Crayford legde minzaam zijne hand op Frank's schouder. Van al de officieren van ‘de Zeemeeuw’ was Frank Crayford's gunsteling.

‘Is dit zoo verwonderlijk?’ vroeg hij. ‘Maar hoe kunt ge daarover oordeelen? Gij en Wardour zijt nooit te zamen geweest op hetzelfde schip. Ik heb u beiden nooit vijf minuten lang in elkanders gezelschap gezien. Hoe kunt gij dan een juist oordeel over zijn karakter vellen?’

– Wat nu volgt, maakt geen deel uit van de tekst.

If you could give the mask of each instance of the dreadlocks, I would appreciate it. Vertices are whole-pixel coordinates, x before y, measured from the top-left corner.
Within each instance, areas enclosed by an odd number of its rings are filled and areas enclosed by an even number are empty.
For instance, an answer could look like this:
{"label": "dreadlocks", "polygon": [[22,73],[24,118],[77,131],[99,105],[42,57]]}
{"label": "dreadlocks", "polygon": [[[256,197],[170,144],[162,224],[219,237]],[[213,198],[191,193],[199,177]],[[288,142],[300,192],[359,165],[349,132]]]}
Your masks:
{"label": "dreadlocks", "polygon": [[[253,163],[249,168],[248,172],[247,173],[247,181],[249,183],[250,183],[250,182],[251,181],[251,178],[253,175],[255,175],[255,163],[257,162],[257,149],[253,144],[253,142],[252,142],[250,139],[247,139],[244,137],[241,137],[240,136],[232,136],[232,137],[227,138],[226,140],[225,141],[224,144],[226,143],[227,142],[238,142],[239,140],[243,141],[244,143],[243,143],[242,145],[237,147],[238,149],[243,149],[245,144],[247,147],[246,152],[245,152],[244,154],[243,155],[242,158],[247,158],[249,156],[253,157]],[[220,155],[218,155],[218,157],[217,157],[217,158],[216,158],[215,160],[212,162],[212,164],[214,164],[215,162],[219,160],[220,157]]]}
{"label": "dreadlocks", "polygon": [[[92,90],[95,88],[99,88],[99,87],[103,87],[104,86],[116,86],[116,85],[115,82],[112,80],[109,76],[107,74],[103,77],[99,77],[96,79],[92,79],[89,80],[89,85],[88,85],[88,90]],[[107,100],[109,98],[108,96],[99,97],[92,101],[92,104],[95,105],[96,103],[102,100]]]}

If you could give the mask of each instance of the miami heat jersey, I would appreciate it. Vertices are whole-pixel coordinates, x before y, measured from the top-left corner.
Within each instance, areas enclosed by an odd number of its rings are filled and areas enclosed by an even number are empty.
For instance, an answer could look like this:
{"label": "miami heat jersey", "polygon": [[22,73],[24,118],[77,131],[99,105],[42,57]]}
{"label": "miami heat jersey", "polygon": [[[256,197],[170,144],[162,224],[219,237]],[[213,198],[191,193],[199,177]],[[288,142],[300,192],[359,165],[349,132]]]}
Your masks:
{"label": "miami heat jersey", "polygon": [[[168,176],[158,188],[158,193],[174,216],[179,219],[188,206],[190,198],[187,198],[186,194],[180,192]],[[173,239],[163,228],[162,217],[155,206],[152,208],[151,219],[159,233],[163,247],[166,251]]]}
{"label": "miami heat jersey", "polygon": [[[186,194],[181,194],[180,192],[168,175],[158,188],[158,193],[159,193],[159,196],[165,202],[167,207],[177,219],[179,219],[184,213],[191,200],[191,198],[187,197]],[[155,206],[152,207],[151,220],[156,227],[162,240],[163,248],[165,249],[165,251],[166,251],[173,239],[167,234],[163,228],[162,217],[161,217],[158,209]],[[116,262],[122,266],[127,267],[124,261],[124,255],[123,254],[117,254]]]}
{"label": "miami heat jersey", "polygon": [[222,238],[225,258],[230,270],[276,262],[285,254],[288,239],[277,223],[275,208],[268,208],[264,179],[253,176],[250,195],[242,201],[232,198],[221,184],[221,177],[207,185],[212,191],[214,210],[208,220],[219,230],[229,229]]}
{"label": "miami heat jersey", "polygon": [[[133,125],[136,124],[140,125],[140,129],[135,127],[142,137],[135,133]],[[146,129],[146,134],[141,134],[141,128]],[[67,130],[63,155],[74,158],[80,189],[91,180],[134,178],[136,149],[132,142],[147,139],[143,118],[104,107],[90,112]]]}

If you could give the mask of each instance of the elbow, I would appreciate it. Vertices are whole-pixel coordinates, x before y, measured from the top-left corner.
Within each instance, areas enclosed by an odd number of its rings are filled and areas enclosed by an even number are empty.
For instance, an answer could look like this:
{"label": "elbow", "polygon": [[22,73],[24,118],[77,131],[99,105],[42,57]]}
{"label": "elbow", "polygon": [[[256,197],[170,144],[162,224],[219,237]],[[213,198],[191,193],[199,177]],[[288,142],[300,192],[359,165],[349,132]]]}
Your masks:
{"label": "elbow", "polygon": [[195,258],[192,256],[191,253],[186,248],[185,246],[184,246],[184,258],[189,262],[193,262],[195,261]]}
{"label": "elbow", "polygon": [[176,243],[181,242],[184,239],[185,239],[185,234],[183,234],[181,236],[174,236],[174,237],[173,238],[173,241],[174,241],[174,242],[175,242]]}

‘Ik denk over hem zooals iedereen over hem denkt,’ antwoordde Frank. Hij heeft zijn bijnaam gekregen omdat hij op zijn schip het minst van allen gezien is. Niemand houdt van hem - daar moet toch eene reden voor zijn.’

‘Eéne enkele reden is er voor,’ hernam Crayford. ‘Niemand begrijpt Richard Wardour. Ik praat niet in het wilde. Ge weet dat ik met hem op “de Zwerver” uit Engeland uitzeilde, en dat ik eerst op “de Zeemeeuw” werd overgeplaatst lang nadat wij in het ijs waren ingesloten. Maanden lang ben ik Richard Wardour's kameraad op 't schip geweest - en daar heb ik geleerd hem recht te laten wedervaren. Geloof mij als ik u zeg dat onder al zijne uiterlijke gebreken een moedig en grootmoedig hart klopt. Schort uw oordeel op, mijn jongen, totdat ge mijn vriend even goed kent als ik. En nu, genoeg over hem. Geef mij den beker en de dobbelsteenen.’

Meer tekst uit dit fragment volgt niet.